Не потому желал бы, что вижу там идеал, а потому просто, что вижу возможность, вижу то самое зерно, которое не взошло. Почтеннейшая публика! ужели же ты не видишь, что литературная нива наша положительно оскудевает, что она грозит в самом непродолжительном времени сделаться совсем-совсем непроизводительною! В самом деле, что произросло на этой ниве за последние три-четыре года? — Стрижи, стрижи и стрижи! О, смех и посрамление! Что будет, если журнальный ад вконец сделается смешным и забавным? Что будет, ежели и впрямь лизоблюд Девушкин сделается в нем сатаною? Что будет, если мир всецело исполнится бессмысленными кликами стрижей или истерическими воплями московских публицистов? ежели эти две уморительные силы предъявят серьезную претензию утвердить вселенную? Украсится ли тогда любезное наше отечество? Будет ли оно внушать страх врагам внешним, сниспошлет ли мир в души врагов внутренних, тех врагов, о которых без устали твердит нам московская пресса? Почтеннейшая публика! размысли об этом.

«Но вывод, практический вывод всей этой длинной иеремиады?» — спросит меня читатель. Сознаюсь откровенно, этого вывода нет и не будет. Но дабы не оставить читателя совсем без вывода, предлагаю вместо оного следующее заключение.

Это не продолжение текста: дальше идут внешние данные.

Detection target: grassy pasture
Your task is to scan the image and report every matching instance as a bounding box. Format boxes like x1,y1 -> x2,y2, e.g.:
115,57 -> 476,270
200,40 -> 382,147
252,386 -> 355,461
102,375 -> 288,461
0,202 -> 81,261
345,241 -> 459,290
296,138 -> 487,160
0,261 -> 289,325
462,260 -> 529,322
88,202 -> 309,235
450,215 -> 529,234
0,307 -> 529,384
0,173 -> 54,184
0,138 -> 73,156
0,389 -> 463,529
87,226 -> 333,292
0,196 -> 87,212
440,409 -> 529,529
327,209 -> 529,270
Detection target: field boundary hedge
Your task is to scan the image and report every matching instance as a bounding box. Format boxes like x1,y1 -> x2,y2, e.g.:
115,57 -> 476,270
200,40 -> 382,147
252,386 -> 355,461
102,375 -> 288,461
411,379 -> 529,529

Я начал статью мою словами: «Журнальный ад — смешной, незлобивый и приятный ад». Для тебя, публика, это действительно смешной ад, который может служить даже моделью для замысловатой игрушки; но для делателей этого ада, для тех, которые, по воле рока, осуждены на пребывание в нем, это ад, полный тяжких и непереносных мук. В нем нет обязательного лизания раскаленных сковород, но есть толчение воды, в нем нет железных клещей, вынимающих ребра, но есть витье из песку веревок, в нем нет огненных орлов, прилетающих клевать сердца грешников, но есть бестолковая птица стриж, которая может в одну минуту напакостить столько, сколько во всю жизнь не напакостить самому расстроенному желудком орлу… Суди же сам, благоразумный читатель, какие мучения следует предпочесть.

Литературные кусты*

«Спрятался в кусты»* — выражение это обыкновенно употребляется, когда говорят об зайцах. Когда заяц убеждается, что ему грозит беда, что за ним гонятся, что ему нельзя маскировать своего пахучего следа, он бросается в кусты. Не потому он бросается, чтобы сознавал себя виноватым — в чем же заяц может быть виноват! — и не потому, чтоб надеялся, что кусты могут его защитить, даже заяц понимает, что кусты никогда никого защитить не могут, — а просто потому, что его влечет туда инстинкт животного самосохранения, что он теряет голову и, по своему малодушию, уже при жизни, так сказать, предвкушает муки предсмертной агонии.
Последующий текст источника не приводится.